If a taxpayer engages in a like-kind exchange with a related party, the taxpayer qualifies for gain deferral under IRC Section 1031 only if the related party holds the property that it acquired from the taxpayer for at least two years. In Teruya Brothers, Ltd. v. Commissioner, the taxpayer unsuccessfully attempted to use a qualified intermediary to make an end run around this rule. Most exchanges are completed through qualified intermediaries because the use of an intermediary allows a taxpayer to sell his current property and have the intermediary hold the funds for a short period of time while he locates a replacement property to purchase.

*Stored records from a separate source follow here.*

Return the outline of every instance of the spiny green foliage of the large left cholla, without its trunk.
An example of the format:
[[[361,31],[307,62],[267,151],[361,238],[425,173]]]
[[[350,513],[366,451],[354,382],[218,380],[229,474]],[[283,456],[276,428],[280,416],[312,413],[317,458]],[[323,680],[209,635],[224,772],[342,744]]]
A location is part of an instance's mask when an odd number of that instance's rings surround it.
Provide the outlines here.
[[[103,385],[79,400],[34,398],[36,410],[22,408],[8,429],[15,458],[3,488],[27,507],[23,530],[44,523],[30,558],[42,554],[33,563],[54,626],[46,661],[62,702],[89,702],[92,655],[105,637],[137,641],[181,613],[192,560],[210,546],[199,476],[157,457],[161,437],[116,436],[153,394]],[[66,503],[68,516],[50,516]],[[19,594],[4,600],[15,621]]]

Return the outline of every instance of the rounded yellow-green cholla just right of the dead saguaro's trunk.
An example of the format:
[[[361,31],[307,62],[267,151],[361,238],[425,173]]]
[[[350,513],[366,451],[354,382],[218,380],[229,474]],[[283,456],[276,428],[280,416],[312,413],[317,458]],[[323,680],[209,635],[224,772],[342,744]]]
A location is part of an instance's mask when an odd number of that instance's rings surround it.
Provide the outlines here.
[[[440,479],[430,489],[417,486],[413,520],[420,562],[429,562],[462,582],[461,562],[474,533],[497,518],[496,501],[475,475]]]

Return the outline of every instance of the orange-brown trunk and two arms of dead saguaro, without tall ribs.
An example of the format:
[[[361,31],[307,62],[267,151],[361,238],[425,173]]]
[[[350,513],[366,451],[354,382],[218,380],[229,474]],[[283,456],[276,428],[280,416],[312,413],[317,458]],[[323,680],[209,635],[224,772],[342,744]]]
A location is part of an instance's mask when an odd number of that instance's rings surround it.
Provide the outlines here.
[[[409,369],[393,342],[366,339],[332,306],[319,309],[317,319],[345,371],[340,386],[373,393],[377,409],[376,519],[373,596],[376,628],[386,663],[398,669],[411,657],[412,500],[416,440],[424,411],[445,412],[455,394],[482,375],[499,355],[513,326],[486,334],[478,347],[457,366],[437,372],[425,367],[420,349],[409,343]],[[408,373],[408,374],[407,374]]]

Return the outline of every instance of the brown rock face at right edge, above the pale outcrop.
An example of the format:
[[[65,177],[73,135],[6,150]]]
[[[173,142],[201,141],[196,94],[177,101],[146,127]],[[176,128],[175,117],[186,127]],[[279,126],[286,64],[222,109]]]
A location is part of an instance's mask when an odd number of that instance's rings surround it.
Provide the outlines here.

In this case, the taxpayer transferred property to an intermediary which sold it to an unrelated third party. At the taxpayer’s direction, the intermediary used the resulting funds to purchase a replacement property from a party related to the taxpayer (“Times”). If the taxpayer had instead transferred its property to Times in exchange for Times’ property, Times’ sale of the taxpayer’s property within two years would have disqualified the transaction from Section 1031 tax free treatment. The Tax Court held, and the Court of Appeals for the Ninth Circuit agreed, that the taxpayer cannot change this result by running its transactions through a qualified intermediary. Times did not hold the taxpayer’s exchanged property for two years (or at all for that matter) so the transaction ran afoul of the related party rule.